A Canadian Court has ruled that the ‘thumbs-up’ emoji can be used to affirm a person has reached to a contract with another.
In the ruling delivered by the Court of King’s Bench in the province of Saskatchewan, Justice Timothy Keene said the symbol marked the “new reality in Canadian society” where people need to adapt to new forms of communication such as through hearts, smiley faces and fire emojis.
The judgment was made at the onset of a multi-million case involving a dispute between a grain buyer and a farmer where the two differed over terms of the agreement after the farmer responded with a thumbs-up emoji to a request by the buyer but failed to reach his part of the deal by delivering the grain.
Delivering the judgment on Friday, the Judge ordered the farmer to pay $61,442 (about Ksh.8.7 million ) for an unfulfilled contract to the buyer.
“This court readily acknowledges that a 👍 emoji is a non-traditional means to ‘sign’ a document but nevertheless under these circumstances this was a valid way to convey the two purposes of a ‘signature’,” he wrote according to New York Times.
“This appears to be the new reality in Canadian society and courts will have to be ready to meet the new challenges that may arise from the use of emojis and the like.”
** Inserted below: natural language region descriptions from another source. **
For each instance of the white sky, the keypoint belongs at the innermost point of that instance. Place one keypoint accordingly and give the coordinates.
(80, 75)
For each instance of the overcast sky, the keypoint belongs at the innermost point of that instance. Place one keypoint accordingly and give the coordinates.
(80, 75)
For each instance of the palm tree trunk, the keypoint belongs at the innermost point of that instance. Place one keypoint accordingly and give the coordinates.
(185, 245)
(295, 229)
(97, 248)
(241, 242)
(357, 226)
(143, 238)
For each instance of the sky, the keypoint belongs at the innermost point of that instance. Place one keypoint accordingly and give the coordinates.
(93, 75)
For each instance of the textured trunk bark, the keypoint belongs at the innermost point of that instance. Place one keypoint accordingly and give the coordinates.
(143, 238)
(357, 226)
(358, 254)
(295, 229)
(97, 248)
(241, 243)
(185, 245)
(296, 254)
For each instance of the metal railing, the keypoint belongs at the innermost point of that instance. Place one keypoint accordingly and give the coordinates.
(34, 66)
The buyer, Kent Mickleborough with South West Terminal is said to have sent a mass company advertisement text message to clients in March 2021 informing that the company was looking to buy 86 tonnes of flax at a price of C$17 (Ksh.1,794) per bushel.
He spoke with Chris Achter, a farmer on the phone and texted a picture of a contract to deliver the flax in November where he asked him to confirm the flax contract via a text.
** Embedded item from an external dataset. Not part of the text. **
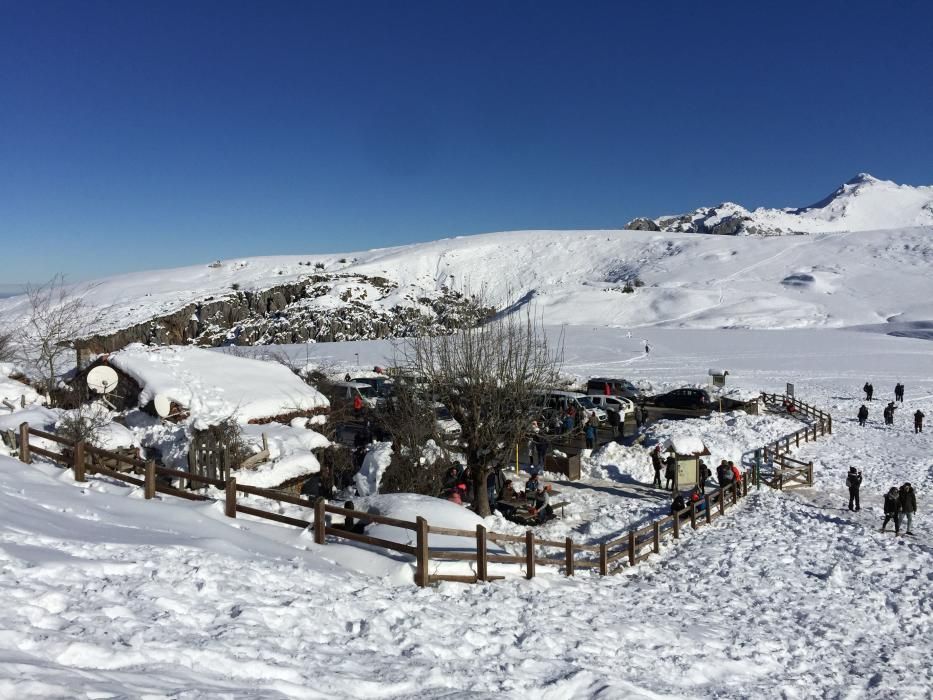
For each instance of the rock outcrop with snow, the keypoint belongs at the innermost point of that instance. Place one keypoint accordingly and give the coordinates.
(864, 203)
Achter responded with a thumbs-up emoji even though he did not deliver the flax in November and by that time, prices for the crop had increased.
The pair disputed over the meaning of the emoji with buyer Mickleborough arguing that he at the time understood that Achter had agreed to the terms of the contract and the gesture was his way of signaling that agreement.
The farmer had however defended his thumbs-up emoji saying it only indicated he had received the contract in the text message but was not to mean he had agreed to the terms of the deal.
“I deny that he accepted the thumbs-up emoji as a digital signature of the incomplete contract. I did not have time to review the Flax Contract and merely wanted to indicate that I did receive his text message,” Achter had said in an affidavit.